Une petite fenêtre munie de deux volets latéraux, et un vasistas au plafond l’éclairaient pendant le jour ; et, dès l’obscurité, une lampe y brûlait sans interruption. Elle brûlait quand j’y pénétrai, peu brillamment, il est vrai, mais assez pour me faire voir M. Shuan assis à la table, devant sa bouteille de brandy et un gobelet d’étain. C’était un homme grand, bien bâti et très basané, et il regardait devant lui d’un air stupide.

Il ne s’aperçut pas de mon arrivée, il ne fit pas un mouvement lorsque le capitaine entra derrière moi et s’accouda sur la couchette voisine, en regardant le second d’un air sombre. J’avais très peur de Hoseason, et non sans raison ; mais quelque chose me disait qu’alors même je n’avais rien à craindre ; aussi je lui glissai dans l’oreille : « Comment va-t-il ? » Il hocha la tête comme s’il ne savait pas et ne voulait pas savoir, et ses traits se contractèrent.

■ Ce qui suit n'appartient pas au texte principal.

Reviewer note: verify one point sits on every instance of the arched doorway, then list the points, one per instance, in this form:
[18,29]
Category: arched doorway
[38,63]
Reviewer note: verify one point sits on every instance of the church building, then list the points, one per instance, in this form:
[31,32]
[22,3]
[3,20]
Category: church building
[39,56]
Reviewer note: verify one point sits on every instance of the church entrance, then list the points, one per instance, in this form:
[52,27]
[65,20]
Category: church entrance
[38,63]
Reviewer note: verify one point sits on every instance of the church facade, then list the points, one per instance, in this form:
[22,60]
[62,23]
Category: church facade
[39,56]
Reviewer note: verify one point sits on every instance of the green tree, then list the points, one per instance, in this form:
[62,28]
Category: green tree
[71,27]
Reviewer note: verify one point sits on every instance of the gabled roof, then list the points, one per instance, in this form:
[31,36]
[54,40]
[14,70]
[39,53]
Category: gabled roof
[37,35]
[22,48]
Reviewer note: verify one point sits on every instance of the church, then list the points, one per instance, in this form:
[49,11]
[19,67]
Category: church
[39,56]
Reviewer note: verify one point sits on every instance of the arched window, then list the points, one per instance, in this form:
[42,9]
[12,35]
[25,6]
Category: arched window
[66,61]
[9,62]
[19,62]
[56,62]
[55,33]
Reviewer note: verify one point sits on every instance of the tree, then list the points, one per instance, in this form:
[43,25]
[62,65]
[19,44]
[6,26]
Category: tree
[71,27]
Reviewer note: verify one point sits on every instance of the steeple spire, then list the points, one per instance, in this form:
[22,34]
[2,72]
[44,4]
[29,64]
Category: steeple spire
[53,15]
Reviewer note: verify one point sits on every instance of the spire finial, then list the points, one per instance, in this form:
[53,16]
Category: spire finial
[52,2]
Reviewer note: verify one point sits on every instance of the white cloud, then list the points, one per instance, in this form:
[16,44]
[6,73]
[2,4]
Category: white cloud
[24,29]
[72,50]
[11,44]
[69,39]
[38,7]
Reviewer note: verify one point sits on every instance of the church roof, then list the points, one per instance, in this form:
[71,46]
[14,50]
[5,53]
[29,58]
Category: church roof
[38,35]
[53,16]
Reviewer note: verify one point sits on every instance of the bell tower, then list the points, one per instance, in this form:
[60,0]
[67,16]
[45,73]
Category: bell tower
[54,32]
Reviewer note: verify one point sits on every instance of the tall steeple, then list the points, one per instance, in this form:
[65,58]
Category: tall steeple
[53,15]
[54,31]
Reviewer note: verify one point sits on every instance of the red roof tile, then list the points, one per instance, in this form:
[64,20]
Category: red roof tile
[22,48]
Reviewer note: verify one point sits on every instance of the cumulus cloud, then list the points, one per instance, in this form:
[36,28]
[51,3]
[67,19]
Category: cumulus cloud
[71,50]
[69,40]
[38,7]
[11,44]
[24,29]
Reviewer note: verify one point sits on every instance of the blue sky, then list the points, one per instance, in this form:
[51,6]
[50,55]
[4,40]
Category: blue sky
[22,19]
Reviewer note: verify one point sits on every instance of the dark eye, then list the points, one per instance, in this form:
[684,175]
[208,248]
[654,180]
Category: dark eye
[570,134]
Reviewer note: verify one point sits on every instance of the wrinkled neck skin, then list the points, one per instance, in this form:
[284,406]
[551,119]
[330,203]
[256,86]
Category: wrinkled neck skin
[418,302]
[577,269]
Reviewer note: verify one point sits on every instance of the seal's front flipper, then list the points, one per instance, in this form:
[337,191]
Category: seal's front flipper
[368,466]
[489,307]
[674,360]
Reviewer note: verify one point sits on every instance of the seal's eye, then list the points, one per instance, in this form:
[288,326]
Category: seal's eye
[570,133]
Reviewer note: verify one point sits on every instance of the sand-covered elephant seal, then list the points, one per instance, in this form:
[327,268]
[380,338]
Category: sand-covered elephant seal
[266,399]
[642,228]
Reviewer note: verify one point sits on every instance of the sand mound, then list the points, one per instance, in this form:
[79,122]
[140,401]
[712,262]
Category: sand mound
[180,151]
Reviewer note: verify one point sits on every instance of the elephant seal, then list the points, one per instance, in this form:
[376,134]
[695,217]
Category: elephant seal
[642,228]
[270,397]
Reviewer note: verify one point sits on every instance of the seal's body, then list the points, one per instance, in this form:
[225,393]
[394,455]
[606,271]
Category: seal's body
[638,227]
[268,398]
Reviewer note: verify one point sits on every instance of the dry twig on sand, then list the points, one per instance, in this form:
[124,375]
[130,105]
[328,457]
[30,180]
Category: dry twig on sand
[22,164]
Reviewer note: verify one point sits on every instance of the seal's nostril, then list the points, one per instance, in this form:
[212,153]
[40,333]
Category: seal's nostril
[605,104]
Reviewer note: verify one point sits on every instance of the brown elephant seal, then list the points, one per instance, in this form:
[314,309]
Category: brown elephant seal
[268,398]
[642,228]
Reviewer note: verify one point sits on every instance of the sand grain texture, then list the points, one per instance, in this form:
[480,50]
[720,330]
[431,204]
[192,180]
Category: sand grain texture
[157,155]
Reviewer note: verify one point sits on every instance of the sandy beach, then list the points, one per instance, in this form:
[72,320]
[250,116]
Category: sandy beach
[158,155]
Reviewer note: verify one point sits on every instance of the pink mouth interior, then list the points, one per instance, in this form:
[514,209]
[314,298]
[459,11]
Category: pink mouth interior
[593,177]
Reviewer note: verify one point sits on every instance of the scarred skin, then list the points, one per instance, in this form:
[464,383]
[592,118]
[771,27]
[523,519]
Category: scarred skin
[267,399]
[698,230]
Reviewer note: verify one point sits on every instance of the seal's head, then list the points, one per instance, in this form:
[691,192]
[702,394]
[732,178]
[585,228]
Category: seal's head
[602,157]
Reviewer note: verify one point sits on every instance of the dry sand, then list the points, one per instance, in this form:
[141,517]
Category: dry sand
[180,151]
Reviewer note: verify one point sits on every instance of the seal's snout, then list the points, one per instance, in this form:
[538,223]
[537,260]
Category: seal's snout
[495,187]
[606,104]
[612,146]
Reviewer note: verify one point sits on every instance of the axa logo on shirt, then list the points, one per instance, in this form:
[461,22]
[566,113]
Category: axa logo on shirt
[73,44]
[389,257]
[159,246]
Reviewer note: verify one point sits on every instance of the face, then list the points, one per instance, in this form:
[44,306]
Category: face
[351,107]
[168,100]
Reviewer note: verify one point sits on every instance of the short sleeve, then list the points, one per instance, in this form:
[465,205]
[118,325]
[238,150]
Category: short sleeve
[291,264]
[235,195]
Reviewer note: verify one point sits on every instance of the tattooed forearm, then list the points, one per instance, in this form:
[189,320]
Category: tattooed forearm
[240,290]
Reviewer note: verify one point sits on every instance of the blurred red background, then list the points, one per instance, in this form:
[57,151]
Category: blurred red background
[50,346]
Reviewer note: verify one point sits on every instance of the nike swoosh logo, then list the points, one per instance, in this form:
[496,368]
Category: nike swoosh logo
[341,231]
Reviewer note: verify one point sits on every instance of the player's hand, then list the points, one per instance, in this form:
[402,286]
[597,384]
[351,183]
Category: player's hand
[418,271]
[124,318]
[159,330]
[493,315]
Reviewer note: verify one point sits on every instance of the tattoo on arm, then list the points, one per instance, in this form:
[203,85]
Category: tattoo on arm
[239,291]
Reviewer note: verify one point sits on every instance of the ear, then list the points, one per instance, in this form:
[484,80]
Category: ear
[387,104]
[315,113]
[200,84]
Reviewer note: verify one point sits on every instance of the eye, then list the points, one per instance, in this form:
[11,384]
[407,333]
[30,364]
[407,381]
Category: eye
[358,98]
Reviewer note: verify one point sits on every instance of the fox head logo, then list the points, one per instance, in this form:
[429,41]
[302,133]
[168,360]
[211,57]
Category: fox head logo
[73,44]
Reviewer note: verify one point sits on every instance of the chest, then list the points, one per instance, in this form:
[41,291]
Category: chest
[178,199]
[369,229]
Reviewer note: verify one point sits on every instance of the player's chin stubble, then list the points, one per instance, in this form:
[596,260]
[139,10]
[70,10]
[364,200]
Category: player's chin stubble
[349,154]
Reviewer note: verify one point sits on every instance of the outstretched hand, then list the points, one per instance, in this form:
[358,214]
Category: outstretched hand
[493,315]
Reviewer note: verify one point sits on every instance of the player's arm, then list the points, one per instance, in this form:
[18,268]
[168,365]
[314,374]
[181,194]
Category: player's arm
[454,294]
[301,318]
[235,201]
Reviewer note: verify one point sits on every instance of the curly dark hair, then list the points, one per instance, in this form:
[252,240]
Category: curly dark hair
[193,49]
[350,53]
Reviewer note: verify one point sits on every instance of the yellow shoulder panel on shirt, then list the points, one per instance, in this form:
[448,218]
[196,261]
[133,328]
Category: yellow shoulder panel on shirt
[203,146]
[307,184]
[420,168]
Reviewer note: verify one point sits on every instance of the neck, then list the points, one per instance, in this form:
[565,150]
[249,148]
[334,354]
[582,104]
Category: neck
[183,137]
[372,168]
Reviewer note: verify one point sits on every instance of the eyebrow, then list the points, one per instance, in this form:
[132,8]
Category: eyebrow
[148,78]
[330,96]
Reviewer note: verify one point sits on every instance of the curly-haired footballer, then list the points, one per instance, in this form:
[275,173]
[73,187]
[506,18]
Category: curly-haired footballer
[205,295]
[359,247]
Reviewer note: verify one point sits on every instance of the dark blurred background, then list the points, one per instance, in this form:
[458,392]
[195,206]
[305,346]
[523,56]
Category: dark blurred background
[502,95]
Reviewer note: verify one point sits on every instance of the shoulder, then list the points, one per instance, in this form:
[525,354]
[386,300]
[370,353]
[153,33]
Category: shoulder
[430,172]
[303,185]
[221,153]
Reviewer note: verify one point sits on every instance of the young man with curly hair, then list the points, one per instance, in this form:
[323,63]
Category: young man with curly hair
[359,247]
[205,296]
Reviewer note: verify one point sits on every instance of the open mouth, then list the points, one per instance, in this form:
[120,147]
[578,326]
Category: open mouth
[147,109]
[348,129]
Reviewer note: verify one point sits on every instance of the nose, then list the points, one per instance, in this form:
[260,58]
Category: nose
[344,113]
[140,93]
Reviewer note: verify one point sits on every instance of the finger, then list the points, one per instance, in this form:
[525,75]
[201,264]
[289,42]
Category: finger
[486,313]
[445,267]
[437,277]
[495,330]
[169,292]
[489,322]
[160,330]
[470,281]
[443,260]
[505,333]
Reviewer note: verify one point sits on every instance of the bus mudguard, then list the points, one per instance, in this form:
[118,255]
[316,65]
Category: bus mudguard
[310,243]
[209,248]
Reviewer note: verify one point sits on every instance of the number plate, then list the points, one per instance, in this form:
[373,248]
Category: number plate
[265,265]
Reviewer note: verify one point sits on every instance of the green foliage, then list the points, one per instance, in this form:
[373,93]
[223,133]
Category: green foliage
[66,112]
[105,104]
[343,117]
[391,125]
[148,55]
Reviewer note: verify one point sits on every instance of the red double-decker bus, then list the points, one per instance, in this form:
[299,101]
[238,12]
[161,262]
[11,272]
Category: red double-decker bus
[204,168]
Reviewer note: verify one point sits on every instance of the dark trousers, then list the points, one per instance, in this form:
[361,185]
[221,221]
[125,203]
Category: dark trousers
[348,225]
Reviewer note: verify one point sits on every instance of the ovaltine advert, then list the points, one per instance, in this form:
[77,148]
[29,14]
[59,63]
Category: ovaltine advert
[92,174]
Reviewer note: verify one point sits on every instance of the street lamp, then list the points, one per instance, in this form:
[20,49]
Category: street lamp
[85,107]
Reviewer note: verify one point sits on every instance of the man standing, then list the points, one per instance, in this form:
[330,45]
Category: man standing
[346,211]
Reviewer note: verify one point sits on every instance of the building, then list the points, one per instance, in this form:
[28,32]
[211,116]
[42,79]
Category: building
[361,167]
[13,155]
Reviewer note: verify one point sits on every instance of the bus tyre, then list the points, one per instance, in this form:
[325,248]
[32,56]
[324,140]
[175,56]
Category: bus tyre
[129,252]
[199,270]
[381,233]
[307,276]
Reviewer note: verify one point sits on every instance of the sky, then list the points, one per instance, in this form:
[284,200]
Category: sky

Ensuite M. Riach entra. Il lança au capitaine un regard signifiant que le garçon était mort, aussi clair que la parole, et prit place parmi nous ; en sorte que nous étions tous trois muets, à dévisager M. Shuan, lequel, de son côté, restait assis sans mot dire, les yeux fixés sur la table.

Soudain, il avança la main pour prendre la bouteille. M. Riach s’élança, et la lui retira, plus par surprise que par violence, s’écriant, avec un juron, que cela suffisait pour aujourd’hui, et qu’il finirait par attirer la vengeance de Dieu sur le navire. Et, tout en parlant ainsi (les portes de gros temps étaient ouvertes sur leurs glissières), il lança la bouteille à l’eau.

M. Shuan fut debout en un clin d’œil ; il gardait son air absent, mais il était prêt à tuer, et il l’aurait fait pour la deuxième fois de la nuit, si le capitaine ne s’était interposé entre lui et sa victime prétendue.